Ok, just a few more steps before we can start analyzing all this new traffic! Next we’re going to create a map, which will tie our network interface and our tunnel interface together. Of course we’ll want to give our map an alias and a nice description of where traffic is coming in and which interface it’s leaving, as it’s good practice. Next we’ll want to specifiy our source port, this will be our network port where we’re receiving traffic. Then our destination port, which is the tool port we’re going to be exporting across. Then we’ll tie our GSOP to the map. Finally we’ll want to create a map rule, I defined my map rule by MAC address, and specified any MAC as the source and any MAC as the destination to allow the traffic through.
And finally our final step is going to be associating our monitor to our GigaSMART Group. If we get into editing our GigaSMART Group, about a thid of the way down is the NetFlow parameter, this is where we’ll associate the monitor we just created.
Now that our configuration is complete we can verify our setting via the CLI. We’ll want to SSH in using the admin user and these following commands will confirm our configuration:
sh tunneled-port stats all
-Here we can verify our tunnel port is configured correctly and ARP is resolving
Not that since this is a tunnel port, we’re only using this to transmit data therefor any traffic sent to this port is dropped.

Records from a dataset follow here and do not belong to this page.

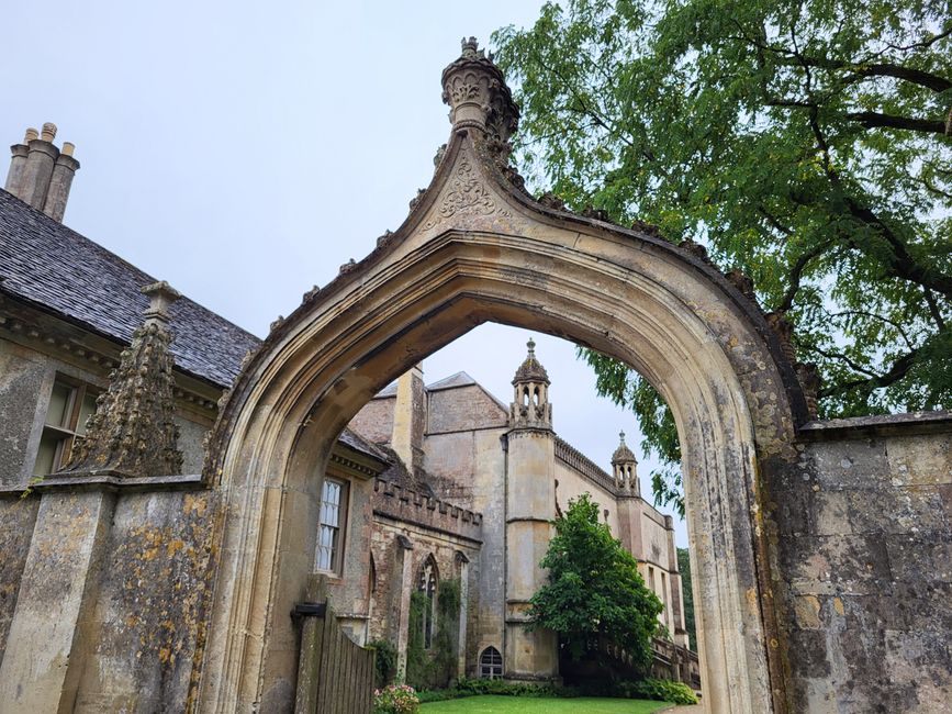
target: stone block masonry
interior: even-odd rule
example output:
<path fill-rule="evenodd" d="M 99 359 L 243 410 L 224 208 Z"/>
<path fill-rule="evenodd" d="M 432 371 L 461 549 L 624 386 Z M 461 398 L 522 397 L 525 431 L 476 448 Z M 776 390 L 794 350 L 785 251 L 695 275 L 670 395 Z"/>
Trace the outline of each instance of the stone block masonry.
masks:
<path fill-rule="evenodd" d="M 797 705 L 949 711 L 952 417 L 842 420 L 802 436 L 776 511 Z"/>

sh apps netflow exporter stats all
-Verify that new records are being added and packets are being sent to our collector
sh apps netflow monitor stats all
-Verify flows are being added and that our sampling rate is 1:1
sh port params
-Verify our port roles are set correctly
sh port in-use
-Verify our configured ports are up
Congratulations! Now you have some awesome IPFIX data coming from your Gigamon appliance! Last, but not least, we’ll want to use our favorite NetFlow Collector to analyze this traffic.